R’khan gets much stricter and quicker to anger. The only time he has ever hit Luca was after a crew member was killed, in response to an unrelated incident. She didn’t retaliate, surprisingly, but ran away and hid in the hold for a while, where the Argonians kept her company. R’khan didn’t apologise but then again, he also didn’t punish her for shirking her duties.
Speaking of Luca, on the rare occasions when somebody she actually likes dies, she gets stuck in the denial phase of grief. The person in question cannot be dead, and if they are, there must be a way to get them back. That’s what shady deals with the daedra are for.
Vilayn shuts himself away refusing to talk to anyone and drinks heavily; the length of time and amount of booze vary according to how much he liked the recently deceased. He was drunk for three days straight after he found out that his mother had died. Casether is worried about what will happen if (when) Hazil succumbs to his illness.
Tosti becomes cold, almost surgical. He tends to disappear for a length of time as well. If the person who died was someone close to him, and if they died before their time, the people at fault for their death tend to meet an unpleasant fate of their own shortly afterwards.
Azareth takes the news in his usual stoic way. It’s even more difficult than usual to coax conversation out of him afterwards, although he might be found in deep, quiet debate with Ethysil. Eventually he will pour out one for the deceased, smoke one of his fancier pipes in their honour, and move on.
Bereavement might be the only thing which silences Eddis’s laughter. True, he will start sucking and chewing on his teeth instead, but at least it’s a break from his usual giggling. He also becomes more erratic in his behaviour. The last time they lost a crew member and this happened, R’khan, in a moment of genuine concern for his bosun, called Eddis into his quarters for a private talk; Eddis was back to usual when he left.
Drasonval, Braskan, Oran and Sham commiserate with each other.
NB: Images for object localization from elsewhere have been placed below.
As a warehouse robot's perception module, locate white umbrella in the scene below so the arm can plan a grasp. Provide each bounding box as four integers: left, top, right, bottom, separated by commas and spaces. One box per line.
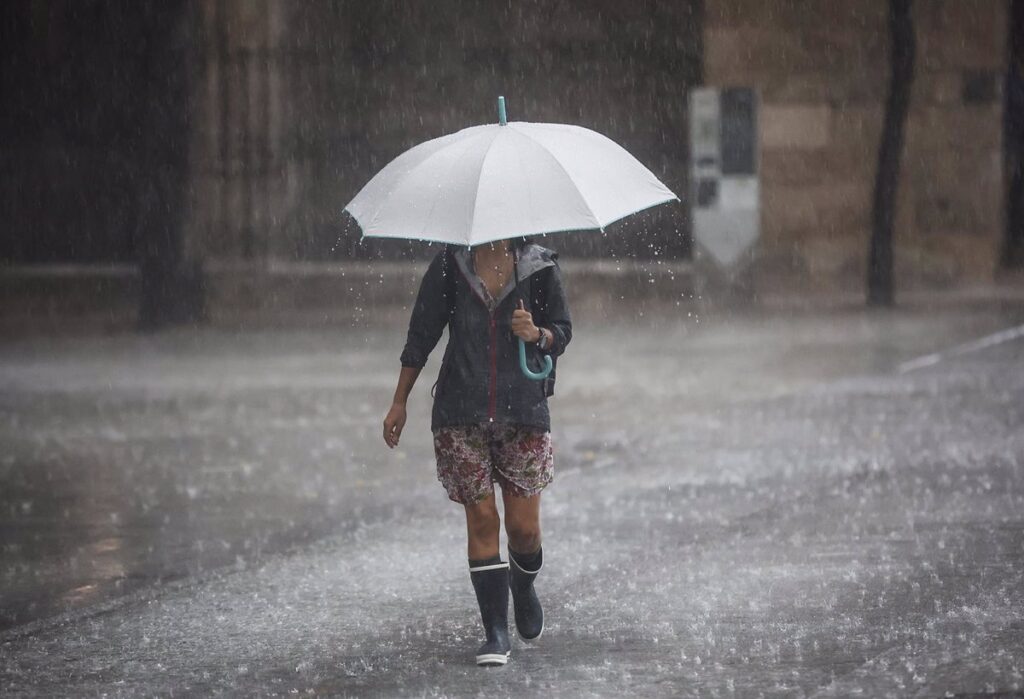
345, 98, 679, 246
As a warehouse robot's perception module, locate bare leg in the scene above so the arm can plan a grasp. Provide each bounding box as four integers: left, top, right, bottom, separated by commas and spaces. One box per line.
502, 490, 541, 554
466, 494, 502, 561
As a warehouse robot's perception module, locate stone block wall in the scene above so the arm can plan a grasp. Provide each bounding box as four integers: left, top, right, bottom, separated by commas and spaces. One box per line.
705, 0, 1008, 289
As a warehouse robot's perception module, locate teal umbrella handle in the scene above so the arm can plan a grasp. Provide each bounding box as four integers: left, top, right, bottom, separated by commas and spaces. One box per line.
519, 338, 553, 381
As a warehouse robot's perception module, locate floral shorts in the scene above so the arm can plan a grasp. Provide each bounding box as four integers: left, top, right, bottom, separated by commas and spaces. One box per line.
434, 423, 554, 505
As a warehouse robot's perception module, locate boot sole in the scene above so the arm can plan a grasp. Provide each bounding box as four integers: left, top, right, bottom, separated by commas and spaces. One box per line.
476, 651, 512, 666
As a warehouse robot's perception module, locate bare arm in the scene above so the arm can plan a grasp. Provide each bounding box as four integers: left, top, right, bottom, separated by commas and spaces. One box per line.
384, 366, 422, 449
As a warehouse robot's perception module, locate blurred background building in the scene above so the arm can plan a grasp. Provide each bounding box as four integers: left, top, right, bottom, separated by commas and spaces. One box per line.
0, 0, 1024, 326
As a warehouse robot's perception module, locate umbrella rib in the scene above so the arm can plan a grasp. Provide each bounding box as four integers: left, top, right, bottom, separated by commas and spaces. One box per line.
466, 126, 506, 246
368, 131, 494, 237
513, 129, 604, 230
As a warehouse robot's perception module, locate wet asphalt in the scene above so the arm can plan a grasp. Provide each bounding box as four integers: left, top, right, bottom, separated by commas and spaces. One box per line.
0, 302, 1024, 697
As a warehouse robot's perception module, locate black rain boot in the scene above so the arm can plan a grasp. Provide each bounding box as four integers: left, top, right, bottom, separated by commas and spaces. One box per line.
509, 549, 544, 643
469, 556, 512, 665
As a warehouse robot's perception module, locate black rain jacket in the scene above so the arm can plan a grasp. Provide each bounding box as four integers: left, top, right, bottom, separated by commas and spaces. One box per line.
401, 244, 572, 430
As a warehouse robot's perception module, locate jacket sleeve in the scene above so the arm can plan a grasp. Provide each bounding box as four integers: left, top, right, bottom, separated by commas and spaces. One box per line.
537, 263, 572, 357
401, 250, 453, 368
Their omnipresent sense of camaraderie intensifies, and they will gather around, usually with a drink, and if they all knew the deceased they will share stories together until they’re able to laugh again. If only one of them was personally affected, the others will do their best to cheer him or her up or, failing that, just be there.
Bob will take her feelings out on any objects nearby, smashing them until she feels better. Surprisingly, it works. She doesn’t understand why everybody else has to bury their emotions, or sit around doing nothing about them.
Eldnar feels loss keenly, and struggles to hide his sentimentality. It embarrasses him and -- what a shock -- the crew tease him for it, so he tends to disappear in this sort of situation until he’s over the tears.
According to his beliefs, Ethysil is not supposed to consider death an end, merely a return to a greater whole. That’s all very well as an abstract idea. In practice he becomes very sombre, spends a lot more time alone with his thoughts, and either avoids talking to people if he is the only person affected, or listens quietly if other people knew the deceased.
Jo’Raya doesn’t show much in how she deal with other people, but she loses her appetite and spends a lot more time sleeping, or at least curled up in her bunk, than she usually does.
Assuming her surgical efforts did not contribute towards the death in question, Rosie deals with grief reasonably well. Like anyone, she goes through periods of sadness and anger, but they fade in a reasonable amount of time. If her surgical efforts did contribute, once she overcomes the guilt she will be determined to learn from the experience and do better next time, and will throw herself almost frantically into her work and study to ensure this is the case.
Turithys shuts down all personal communication. She will only talk to people to discuss work, and it can take a long time before she is ready to relax and open up again.
Like Jo’Raya, Xisthia’s interactions with others don’t change much, but that’s assuming they can find her. She will spend most of her time swimming and hiding underwater, distracting herself with exploring the seabed and sometimes sitting on rocks down there, watching the ripples overhead.
Zannammu appears to have much more faith in her concept of an afterlife than Ethysil. She is convinced that those who pass on receive their just rewards and uses this to cope with the loss of them in her own life.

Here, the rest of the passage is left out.